Despite its impressive stylistic achievements, High-Rise isn’t admittedly the most pliable or textured exegesis on any of its subjects. Less thought-provoking investigation than barrel-chested inquisition, it capably marries form to content in a sensually provocative way but is slightly less adept at fermenting a legitimate vision of oppression on its own. Not unlike A Field in England, it has the lexicon without the argument, the cadence without the poetry. Its observations can border on trivial, not unlike a more self-serious version of 2014’s Snowpiercer but without that film’s go-for-broke Looney Tunes sensibility to set dressing, costuming, and general tonal askew-ness. The film’s outré sensuality can approximate overbearing self-awareness as much as genuine creeping insinuation, leading to a film perpetually capped by the nagging suspicion that it is, however intelligently crafted, too cottoned to its own intelligence to ever surpass it (to this extent, one suspects Wheatley has seen a few of Nicolas Winding Refn’s films). Almost all of what Hiddleston says about the wealthy in the film   –  that they are uncommonly arrogant and prone to bouts of narcissism  might be applied to the film itself.

That said, the peculiar mixture of drunken stupor and hot-flashes is undeniably bewildering and unique, a bold cinematic statement even if it isn’t saying much we don’t already know about the suffocating distance of the rich from the (in this case literal) under class. Certainly, the film’s structural gamesmanship is enticing, recreating, with a more psychotropic demeanor, the editing rhythms of Lucio Fulci’s fellow tale of demon-crazed entropy overtaking a single building, The Beyond.
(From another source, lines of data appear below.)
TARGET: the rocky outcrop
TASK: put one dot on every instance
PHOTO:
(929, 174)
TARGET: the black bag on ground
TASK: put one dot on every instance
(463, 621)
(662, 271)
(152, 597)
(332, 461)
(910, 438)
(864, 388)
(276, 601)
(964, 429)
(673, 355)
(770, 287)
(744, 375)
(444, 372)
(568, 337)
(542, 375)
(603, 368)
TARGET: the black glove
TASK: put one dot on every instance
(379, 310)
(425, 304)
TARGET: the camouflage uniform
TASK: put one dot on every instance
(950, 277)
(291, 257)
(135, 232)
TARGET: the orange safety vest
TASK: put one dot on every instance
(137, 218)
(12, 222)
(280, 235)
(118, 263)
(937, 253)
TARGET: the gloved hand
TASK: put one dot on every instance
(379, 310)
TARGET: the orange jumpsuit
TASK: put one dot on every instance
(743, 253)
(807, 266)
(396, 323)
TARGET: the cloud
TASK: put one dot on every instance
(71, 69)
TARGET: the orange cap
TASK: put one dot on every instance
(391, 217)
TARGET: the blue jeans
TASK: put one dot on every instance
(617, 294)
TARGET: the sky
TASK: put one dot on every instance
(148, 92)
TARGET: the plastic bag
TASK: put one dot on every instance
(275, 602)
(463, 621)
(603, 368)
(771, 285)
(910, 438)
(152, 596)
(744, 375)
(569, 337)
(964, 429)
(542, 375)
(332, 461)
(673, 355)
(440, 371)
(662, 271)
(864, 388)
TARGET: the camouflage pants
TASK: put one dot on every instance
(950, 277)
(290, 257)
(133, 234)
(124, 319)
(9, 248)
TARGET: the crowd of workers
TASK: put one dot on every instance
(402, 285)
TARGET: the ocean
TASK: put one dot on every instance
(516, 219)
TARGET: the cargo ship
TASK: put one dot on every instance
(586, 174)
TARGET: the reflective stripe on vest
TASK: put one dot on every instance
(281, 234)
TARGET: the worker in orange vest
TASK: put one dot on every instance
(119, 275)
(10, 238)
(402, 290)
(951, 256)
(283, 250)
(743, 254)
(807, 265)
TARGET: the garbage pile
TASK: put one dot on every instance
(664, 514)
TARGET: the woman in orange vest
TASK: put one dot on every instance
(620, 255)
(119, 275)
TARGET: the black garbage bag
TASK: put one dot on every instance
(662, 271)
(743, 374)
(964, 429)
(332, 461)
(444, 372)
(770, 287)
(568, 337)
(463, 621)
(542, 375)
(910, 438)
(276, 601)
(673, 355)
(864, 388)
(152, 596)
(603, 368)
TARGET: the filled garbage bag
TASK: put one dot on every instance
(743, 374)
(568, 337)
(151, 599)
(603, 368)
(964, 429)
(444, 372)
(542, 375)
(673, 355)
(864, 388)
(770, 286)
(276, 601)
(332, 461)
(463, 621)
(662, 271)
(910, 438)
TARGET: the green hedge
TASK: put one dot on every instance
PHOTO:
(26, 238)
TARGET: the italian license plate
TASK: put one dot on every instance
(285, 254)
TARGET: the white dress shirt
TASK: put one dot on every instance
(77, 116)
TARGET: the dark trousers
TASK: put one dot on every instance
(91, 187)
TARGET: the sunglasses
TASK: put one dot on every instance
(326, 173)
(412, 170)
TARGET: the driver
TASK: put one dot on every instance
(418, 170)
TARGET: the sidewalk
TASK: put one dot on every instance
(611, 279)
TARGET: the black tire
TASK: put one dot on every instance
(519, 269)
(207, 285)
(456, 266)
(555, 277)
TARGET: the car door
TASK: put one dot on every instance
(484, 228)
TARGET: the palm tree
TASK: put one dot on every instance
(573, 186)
Like that 1981 classic, High-Rise slowly slides from the relative stability off continuity editing to a more hallucinatory, disturbed style that rejects contiguous physical space and temporal linearity for something more abstraction. The style doesn’t tumble, nor does it slither; it arhythmically lurches as a reflection of atemporal flickers of human energy jutting against the torpor of human ennui. It’s an able, moderately provocative trip from somewhat crystalline social order toward an anarchic breed of chaos that the film visualizes as both a natural outgrowth of this repressive order and a cleansing, almost liberating process (thereby stepping up to the abyss of nihilism inhabited by Snowpiercer’s ending, if not actually diving into it). You’d be hard-pressed to write a political thesis about the film, but an aesthetic one is certainly plausible.

Still, effective though it may be, one wishes that a film with this broad and baroque an idea about how to frame class structures might have carved out a little room for a wink or a nudge toward reflexivity. Organizing his film as a demented desert-trek rather than a Marxist carousel like Snowpiercer fits more snugly within Wheatley’s wheelhouse. But he’s more notable for his vigor than his polemicizing, and High-Rise is a smidgeon too predetermined to truly feel fully unhinged and vigorous in comparison to Bong Joon-ho’s superior slice of politically-conscious B-cinema. However minor a difference, Snowpiercer wore its vigor with an open-hearted head-first plunge into full-on screed, while High-Rise is decidedly more grey-haired and sober, and not always to the benefit of a director for whom restraint is not a natural inclination.